Quoth the Raveonettes, “Give me more,” and they are doing just that. The Raveonettes released their new album Pe’Ahi earlier this week and it’s safe to say this haunting dreamy album is the perfect soundtrack for your transition from summer to fall, especially the single “Summer Ends.”
(trigger warning: don't watch this video if you are prone to photosensitive epilepsy).
They just released new lyric videos for a few of their singles AND they will be touring the US starting this September.
This album is eerie, pretty sexy, and great background music while you’re working or casually walking through a cemetery at dusk. The Danish rock duo consists of Sune Rose Wagner and Sharin Foo, and the album delves into their exploration of life, death, and everything in between, with a creepy yet surf rock inspired feel.
While this album was heavily inspired by Sune’s father’s passing, they chose to make the album sound full of life and inspired by surf culture. In a press release from the band, Sune explains, “I wanted to immerse myself in the surfing history of Southern California, where both Sharin and I reside, and incorporate various elements from this specific culture into each song both lyrically and musically.”
They were inspired by kids who want to change the world through surfing and skateboarding and kids “who weren’t afraid and who never let their creativity and dreams die,” and the kids who weren’t in it for commercial interest.
And they chose to try something completely new with their sound, incorporating harps, digital bit crushing, trying different ways of singing and guitar picking. Each song consists of completely different parts, unlike your classic Poptart-song consisting of verse, chorus, verse etc.

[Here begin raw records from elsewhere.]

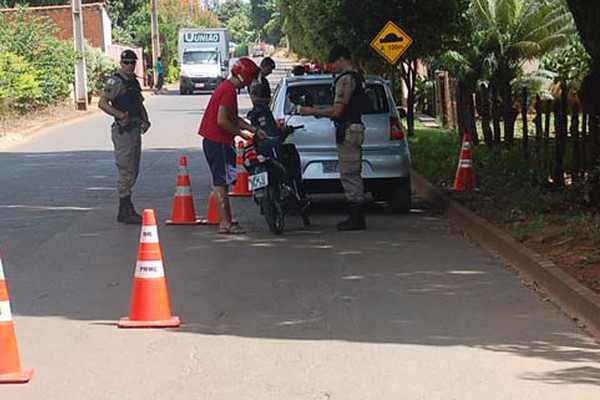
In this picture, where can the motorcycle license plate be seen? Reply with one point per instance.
(258, 181)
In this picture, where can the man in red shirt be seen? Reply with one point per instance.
(219, 126)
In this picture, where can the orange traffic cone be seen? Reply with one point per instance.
(183, 212)
(241, 187)
(10, 366)
(150, 305)
(465, 176)
(212, 215)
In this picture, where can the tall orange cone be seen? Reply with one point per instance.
(241, 187)
(465, 176)
(10, 365)
(183, 212)
(150, 305)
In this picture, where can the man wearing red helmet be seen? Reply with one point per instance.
(220, 125)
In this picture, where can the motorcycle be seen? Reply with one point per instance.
(273, 188)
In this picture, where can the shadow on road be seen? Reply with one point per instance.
(408, 279)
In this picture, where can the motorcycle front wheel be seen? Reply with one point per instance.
(273, 212)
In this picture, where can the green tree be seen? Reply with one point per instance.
(313, 26)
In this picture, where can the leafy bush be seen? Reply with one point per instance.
(30, 38)
(19, 86)
(98, 68)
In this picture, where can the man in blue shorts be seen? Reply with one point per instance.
(220, 125)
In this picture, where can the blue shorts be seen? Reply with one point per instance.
(221, 161)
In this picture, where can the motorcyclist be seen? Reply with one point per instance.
(262, 116)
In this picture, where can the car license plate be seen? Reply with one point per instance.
(258, 181)
(330, 167)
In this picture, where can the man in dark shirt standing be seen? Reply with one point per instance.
(260, 91)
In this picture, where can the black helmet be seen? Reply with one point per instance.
(128, 55)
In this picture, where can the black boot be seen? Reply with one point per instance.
(127, 214)
(356, 219)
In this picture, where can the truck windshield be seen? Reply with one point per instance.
(200, 57)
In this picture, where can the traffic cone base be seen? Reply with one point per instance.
(17, 377)
(183, 203)
(10, 364)
(174, 322)
(150, 306)
(465, 176)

Sune explains this choice in musical direction, “we made a conscious decision to not have any ballads on this album, and we wanted it to roar like Pe’ahi. This album would only have been possible to make on the west coast. Sun, Surf, the pacific, vast spaces yet a sense of isolation.”

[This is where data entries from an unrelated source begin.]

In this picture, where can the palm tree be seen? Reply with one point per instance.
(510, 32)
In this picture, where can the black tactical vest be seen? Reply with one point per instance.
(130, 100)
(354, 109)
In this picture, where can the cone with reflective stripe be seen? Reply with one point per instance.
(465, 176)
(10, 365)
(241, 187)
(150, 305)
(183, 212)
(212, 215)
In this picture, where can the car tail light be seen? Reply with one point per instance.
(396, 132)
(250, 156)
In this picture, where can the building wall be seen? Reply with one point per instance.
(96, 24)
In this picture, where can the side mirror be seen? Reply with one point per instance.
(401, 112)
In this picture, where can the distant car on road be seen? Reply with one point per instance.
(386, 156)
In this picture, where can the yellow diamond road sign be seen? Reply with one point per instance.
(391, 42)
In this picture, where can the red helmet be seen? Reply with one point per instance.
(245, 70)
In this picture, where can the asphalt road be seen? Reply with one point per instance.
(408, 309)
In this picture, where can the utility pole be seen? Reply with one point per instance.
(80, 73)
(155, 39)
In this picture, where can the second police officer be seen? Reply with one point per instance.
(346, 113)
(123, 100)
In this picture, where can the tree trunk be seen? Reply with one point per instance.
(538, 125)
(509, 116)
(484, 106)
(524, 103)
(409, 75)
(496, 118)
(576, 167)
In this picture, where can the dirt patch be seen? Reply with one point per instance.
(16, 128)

Having been born and raised in Hawaii, I can say that this album perfectly encapsulates the erie feeling that comes over you at certain parts of the island, especially when the weather is just about to take a turn for the worse. It's not all flower leis and hula dancers, there is a scary reality about the islands that's never talked about. This scary reality including meth addiction, murders, lost fathers and fading summers is just as real in any other place, yet often brushed over. And I believe this is the most fitting title for such a haunting album.